Cases on medical negligence on the rise, Health Ministry’s data shows

Safety failure will also lead to loss of trust in health systems and in governments, says minister


THE number of errors and accidents at both government and private hospitals has increased in recent years despite efforts by the administrators of these healthcare centres to improve treatment safety.

Health Ministry’s official figures showed that between 2016 and 2018, the number of incidents involving wrong surgery, unintended retention of foreign objects (URFOs), transfusion and medication errors and patient falls have nearly doubled in both public and private hospitals.

Over the three-year period, the number of wrong surgeries has increased from six cases to 11, while URFOs went up from 27 cases to 32 cases. Transfusion errors rose from 40 cases to 47 cases, while medication errors jumped from 3,104 cases to 3,741 cases.

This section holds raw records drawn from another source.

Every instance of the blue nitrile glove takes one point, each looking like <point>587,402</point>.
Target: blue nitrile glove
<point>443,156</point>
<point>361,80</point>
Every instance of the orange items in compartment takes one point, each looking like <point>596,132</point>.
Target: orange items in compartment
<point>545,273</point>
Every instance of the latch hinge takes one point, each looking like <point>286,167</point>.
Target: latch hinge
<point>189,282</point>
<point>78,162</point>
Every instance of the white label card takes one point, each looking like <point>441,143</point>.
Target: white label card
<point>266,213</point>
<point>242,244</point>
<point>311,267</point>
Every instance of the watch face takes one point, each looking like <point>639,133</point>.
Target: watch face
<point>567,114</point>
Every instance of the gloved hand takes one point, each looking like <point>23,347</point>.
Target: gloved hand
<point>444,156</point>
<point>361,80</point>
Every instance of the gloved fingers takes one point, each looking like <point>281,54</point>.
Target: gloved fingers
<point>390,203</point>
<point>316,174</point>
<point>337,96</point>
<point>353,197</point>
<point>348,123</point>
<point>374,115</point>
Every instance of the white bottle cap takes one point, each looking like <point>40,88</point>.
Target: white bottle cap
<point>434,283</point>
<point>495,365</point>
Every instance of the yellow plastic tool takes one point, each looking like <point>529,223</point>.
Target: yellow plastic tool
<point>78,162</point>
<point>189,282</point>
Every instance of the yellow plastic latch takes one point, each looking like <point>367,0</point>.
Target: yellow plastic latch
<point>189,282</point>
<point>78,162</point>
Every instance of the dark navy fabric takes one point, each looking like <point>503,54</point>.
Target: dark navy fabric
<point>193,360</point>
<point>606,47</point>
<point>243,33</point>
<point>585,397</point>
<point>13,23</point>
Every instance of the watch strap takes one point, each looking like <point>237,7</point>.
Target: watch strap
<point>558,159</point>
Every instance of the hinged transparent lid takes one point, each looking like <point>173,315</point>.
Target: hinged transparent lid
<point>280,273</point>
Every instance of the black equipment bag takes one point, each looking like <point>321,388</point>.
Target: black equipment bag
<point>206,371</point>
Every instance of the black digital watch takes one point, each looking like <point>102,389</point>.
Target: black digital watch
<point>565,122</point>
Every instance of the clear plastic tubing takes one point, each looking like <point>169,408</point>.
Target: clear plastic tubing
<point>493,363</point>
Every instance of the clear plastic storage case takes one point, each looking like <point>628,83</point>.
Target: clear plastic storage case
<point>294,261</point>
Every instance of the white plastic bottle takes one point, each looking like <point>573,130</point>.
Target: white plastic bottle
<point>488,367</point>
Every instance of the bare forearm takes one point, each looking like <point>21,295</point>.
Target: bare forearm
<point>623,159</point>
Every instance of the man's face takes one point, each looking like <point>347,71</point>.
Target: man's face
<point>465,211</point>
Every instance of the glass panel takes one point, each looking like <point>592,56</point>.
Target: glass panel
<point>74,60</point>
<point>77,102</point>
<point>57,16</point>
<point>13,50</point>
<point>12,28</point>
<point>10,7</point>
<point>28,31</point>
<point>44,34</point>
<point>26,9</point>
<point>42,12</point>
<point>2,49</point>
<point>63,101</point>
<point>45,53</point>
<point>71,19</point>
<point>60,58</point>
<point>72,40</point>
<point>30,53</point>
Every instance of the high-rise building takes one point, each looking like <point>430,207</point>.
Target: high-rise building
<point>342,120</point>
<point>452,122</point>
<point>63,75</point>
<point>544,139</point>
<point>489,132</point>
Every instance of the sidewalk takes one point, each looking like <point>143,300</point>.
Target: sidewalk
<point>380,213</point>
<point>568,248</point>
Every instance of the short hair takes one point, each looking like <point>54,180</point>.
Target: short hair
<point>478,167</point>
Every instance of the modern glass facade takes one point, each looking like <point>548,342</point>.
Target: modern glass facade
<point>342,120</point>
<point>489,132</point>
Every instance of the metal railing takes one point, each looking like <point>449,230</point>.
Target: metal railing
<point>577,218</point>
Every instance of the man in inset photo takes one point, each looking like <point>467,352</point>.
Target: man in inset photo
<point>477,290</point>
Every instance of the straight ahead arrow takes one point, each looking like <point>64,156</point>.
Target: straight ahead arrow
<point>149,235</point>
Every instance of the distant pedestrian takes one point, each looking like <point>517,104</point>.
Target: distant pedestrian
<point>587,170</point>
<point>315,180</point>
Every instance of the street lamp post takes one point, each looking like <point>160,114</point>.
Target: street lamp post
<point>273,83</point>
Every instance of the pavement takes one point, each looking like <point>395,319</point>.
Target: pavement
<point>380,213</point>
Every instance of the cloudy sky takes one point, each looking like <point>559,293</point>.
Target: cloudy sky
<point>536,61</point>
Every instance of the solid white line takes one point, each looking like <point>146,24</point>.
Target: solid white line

Patient falls recorded the highest increase, with those involving adult patients rose from 2,374 cases to 3,547 cases and those involving children increased from 441 cases to 696 cases.

“There are many other reasons, but these are the top six causes which contribute to patient harm. It is important that we acknowledge this as a serious concern in Malaysia,” Health Minister Datuk Seri Dr Dzulkefly Ahmad (picture) told reporters after launching the first World Patient Safety Day and Patient Safety Seminar in Putrajaya yesterday.

In his speech earlier, Dr Dzulkefly said over 134 million cases of unsafe care occur annually in hospitals in low- and middle-income countries — out of which 83% are considered preventable.

He attributed the incidents to ineffective communication, lack of teamwork, heavy workload, staff fatigue, failure to follow procedures and use of shortcuts.

The minister said approximately 15% of hospital expenditure and activity in the Organisation for Economic Co-operation and Development member countries was linked to safety failures. In the US, about US$28 billion (RM117.04 billion) was saved between 2010 and 2015 by systematically improving safety.

“Safety failure will also lead to loss of trust in health systems and in governments,” Dr Dzulkefly said. The government has taken numerous initiatives to improve patient safety over the last decade.

The Patient Safety Council of Malaysia was first established in 2003 to outline priority areas and benchmark patient safety performance in the country.

The ministry has also implemented various World Health Organisation programmes and made patient safety a mandatory course for all house officers in 2017.

“We need to invest in effective risk reduction strategies, improving the healthcare environment, providing safer equipment, having adequate numbers of staff and especially, to improve our safety culture.

“Patients also need to voice out their safety concerns, while healthcare staff must be willing to listen to patients’ comments or suggestions, and take action accordingly,” Dr Dzulkefly said.

The Kuala Lumpur Tower was lit up with orange lighting last night as a global symbol of solidarity in making patient safety a priority worldwide.

Also covered in orange lighting in their respective time zones were the Three Pyramid of Giza in Cairo and the fountain Jet d’Eau in Geneva, Switzerland.